強い眼差しで市を見つめる藤林と望月に笑顔で静かに頷く市。

「任せといて」

抵抗らしい戦闘も無いままに、砥石城に到着すると、そのまま織田兵を城内に入れ、木曾義昌に会う。

それからの市の行動は素早かった、信濃の各城や豪族に降伏勧告を出すと、信玄にも文を出す。

駿河から逃げ帰った信玄は、市からの降伏勧告を承諾し、砥石城で市に拝謁すると処分を受けた。

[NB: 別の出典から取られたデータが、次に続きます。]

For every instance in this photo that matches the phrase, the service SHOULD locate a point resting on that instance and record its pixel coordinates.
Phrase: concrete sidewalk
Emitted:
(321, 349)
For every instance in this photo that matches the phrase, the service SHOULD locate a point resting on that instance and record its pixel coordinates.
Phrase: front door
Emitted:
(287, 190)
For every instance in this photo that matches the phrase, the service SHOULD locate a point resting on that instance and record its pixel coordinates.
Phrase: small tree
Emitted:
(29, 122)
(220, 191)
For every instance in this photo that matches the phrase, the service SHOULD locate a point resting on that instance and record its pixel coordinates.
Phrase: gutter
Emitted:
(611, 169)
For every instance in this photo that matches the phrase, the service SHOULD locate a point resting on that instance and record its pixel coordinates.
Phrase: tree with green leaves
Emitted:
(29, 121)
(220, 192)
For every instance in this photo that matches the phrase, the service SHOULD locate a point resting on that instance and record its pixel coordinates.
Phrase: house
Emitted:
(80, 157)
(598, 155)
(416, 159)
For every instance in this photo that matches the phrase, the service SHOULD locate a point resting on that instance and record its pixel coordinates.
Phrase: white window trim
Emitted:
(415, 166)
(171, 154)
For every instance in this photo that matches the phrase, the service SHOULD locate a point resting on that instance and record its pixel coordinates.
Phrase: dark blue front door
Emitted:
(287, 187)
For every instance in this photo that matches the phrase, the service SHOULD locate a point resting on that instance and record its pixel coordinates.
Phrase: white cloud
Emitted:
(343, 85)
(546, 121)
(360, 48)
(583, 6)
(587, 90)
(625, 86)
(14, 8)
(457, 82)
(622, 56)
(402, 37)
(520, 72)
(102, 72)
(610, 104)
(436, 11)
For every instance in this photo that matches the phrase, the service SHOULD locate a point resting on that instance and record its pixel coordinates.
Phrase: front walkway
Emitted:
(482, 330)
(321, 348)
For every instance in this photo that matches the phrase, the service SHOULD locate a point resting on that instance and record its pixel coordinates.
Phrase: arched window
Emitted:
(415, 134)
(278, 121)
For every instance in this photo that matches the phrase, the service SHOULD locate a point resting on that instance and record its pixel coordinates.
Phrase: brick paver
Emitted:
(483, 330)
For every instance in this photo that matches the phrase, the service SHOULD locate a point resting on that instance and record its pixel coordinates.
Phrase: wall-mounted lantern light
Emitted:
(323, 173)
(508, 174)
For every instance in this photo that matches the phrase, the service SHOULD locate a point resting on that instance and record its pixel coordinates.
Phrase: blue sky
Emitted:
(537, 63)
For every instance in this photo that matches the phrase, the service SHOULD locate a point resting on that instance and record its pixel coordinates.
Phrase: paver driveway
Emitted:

そして深夜、信玄の寝ている部屋に一人の女が入ってきて言葉をかける。

「寝てる?」

「なっ!まっまさかお市様!・・・夜這いですかな。もう年でしてお役には立てそうも・・・」

「それ以上、言ったら殺すぞ・・・」

部屋中に忍んでいるであろう忍びの者達が殺気立つ。

「・・・冗談です」

顔を青くさせて、体を震わせながら、なんとか声を出す信玄。

「まっ・・・いいわ。ここは暑いわ、ちょっと庭で話でもしない?」

「参りましょう」

庭先には篝火が煌々と光を放ち、幻想的な風景がそこにはあった。

二人は静かに庭に出ると夜空を眺めていた。

「義信殿の事・・・残念だったわね」

市は信玄を見ずに話しかける。

「我の気持ちも分からない愚息でした。気にしてなどおりません」

冷たく話す信玄。

「そっ・・・知らないのは貴方の方じゃなくて?」

冷たい声で話した後、市は懐に仕舞ってあった文を取り出すと、信玄に手渡す。

「これは・・・」

「義信殿からの手紙よ」

信玄は静かに文を見つめ、文を広げて目を通し始めると、次第に顔色が変わる。

「それを見ても貴方は考えが、変わらないのかしら?」

市は夜空を眺めながら、呟く。

信玄は文を持った手を震わせて、声を殺して泣き始める。

「うっ、ううっ・・・・」

「貴方、良い父親だったようね、子は親を見て育つ。立派な男だったでしょ・・・貴方の息子は」

「はぃ・・・私の自慢の息子で御座いました」

泣き崩れる信玄。

「そこにいる子、こっちにいらっしゃい」

市は庭の隅に人影を見つけて、声をかける。

「・・・はい」

そう言って現れたのは義信の妻、梅であった。

「梅か・・・すまなかった」

信玄は涙を拭いて立ち上がると、梅に言葉をかける。

「いえ、義信様は義父上を決して恨まないでくれと、仰せになりましたから、恨む事など・・・」

お腹をさすりながら話す梅。

「そうか・・・」

「それにこのお腹の子を立派に育てるという使命が御座いますれば、左様な事に構ってはおられませぬ」

そう言って信玄に微笑む梅。

「なんと・・・そなたの元で義信は生きておるのだな」

そう言って信玄は梅を抱きしめ、二人で泣きながら微笑む姿を見て、市は早くこの乱世を終わらせようと心に誓うのであった。